While no CFO wants to go to prison, some may still be tempted to manage market reaction, and on some level you can't blame them. After a $24 million goodwill write-off early in 2008 (a third of its goodwill balance), Courier Corp. suffered a 21 percent slump in its stock price. But these days that kind of market reaction may be the exception, because investors, says Bentley's Minnick, can differentiate between write-offs that will improve performance and write-offs that won't.

In the Houlihan Lokey study, average goodwill write-offs in the first half of 2008 reduced stock price by 4 percent on the first full trading day. One-third of the sample saw a relative stock-price change of less than 2.5 percent. Meanwhile, 10 companies enjoyed an average 4.5 percent bump in their stock prices, with Harris Interactive realizing a 10.5 percent increase.

One key to minimizing the damage is to communicate regularly with investors. "You will not see material reaction in the stock price if management has been disclosing realignment," says Larry Levine, director of corporate finance and business-valuation services at McGladrey Pullen. "In an efficient market you would not expect the price to move, or movement would be de minimis at most."


In fact, write-offs can be perceived as a form of good news, says management consultant Eric Olsen of Boston Consulting Group. They may eject obsolete inventory, bad receivables, or other baggage that investors know about and the market price reflects. "Take that write-off," says Olsen. "It's good news because you are not surprising the Street. You're saying to shareholders, 'We're with you; we'll address this issue now.'" Conversely, Olsen says, write-offs can also be perceived as totally unexpected bad news, as when they reveal that working capital is not under control.

While shareholders may react favorably based on their perception of future prosperity, lenders react to write-offs in a different way. They wield legal contracts that impose penalties if goodwill write-offs violate asset-based covenants. "When a real loss is written on the balance sheet," says the University of Chicago's Ball, "lenders can enforce their contractual rights." Write-offs alert lenders that loans are skating on thinner ice and may risk a technical default or a harsh change in terms.

Mohawk's recent write-off shrank total 2007 assets by 16 percent, but CFO Boykin knew his credit line was safe. "Our debt-to-capitalization ratio stays below 60 percent," says Boykin. "Even with the write-off we had plenty of room. But you must take a look at that early in the process."

Like them or not, as a response to a besieged stock price, goodwill write-offs promote penance and renewal. They own up to past mistakes, repair balance sheets, and help restore investor confidence. As corporate decisions go, to err is human, to take a goodwill write-off is sublime.
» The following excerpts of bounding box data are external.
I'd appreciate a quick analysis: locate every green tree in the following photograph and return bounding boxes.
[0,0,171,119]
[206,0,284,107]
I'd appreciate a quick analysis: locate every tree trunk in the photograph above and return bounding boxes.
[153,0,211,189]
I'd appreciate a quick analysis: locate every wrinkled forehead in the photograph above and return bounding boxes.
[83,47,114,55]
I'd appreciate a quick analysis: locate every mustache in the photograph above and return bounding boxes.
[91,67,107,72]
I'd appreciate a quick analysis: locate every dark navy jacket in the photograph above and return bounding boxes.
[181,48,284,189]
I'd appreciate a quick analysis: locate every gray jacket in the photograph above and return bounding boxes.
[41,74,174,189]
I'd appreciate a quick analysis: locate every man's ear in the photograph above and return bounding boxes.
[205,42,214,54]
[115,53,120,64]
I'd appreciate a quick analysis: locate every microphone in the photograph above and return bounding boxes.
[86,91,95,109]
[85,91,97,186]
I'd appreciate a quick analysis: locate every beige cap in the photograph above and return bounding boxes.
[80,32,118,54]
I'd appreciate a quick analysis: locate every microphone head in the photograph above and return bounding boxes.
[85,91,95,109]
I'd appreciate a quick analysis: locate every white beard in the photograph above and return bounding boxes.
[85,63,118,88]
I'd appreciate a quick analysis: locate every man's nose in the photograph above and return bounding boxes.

S.L. Mintz is a deputy editor of CFO.


When Write-Offs Go Wrong

While goodwill write-offs have many virtues, don't assume they will generate tax benefits. Sprint reported that the "substantial majority" of its giant write-off produced no tax benefit at all.

Benefits accrue only when a transaction that produced goodwill was set up initially as a taxable purchase of the target's assets, a rare occurrence. Undertaken with unbridled optimism, like most mergers, Sprint's merger with Nextel was never structured to produce tax benefits if it failed. "The goodwill impairment charge," says corporate tax expert Robert Willens, "had the effect of penalizing Sprint's net income and shareholders' equity without an accompanying tax benefit: the worst of all worlds."

Even when recording impairment of tangible or intangible assets, write-offs can be tricky. "There is no automatic deduction," warns corporate tax accountant Paul Beecy at Grant Thornton. Deductions ordinarily occur when an asset becomes worthless and means absolutely zero. In that case, Beecy advises, get rid of it to forestall any doubt about your conviction. There may be some opportunities for partial worthlessness, but they don't apply just because a viable customer is short of cash and does not want to pay. "Unless you dispose of the asset," says Beecy, "you are facing an uphill battle." — S.L.M.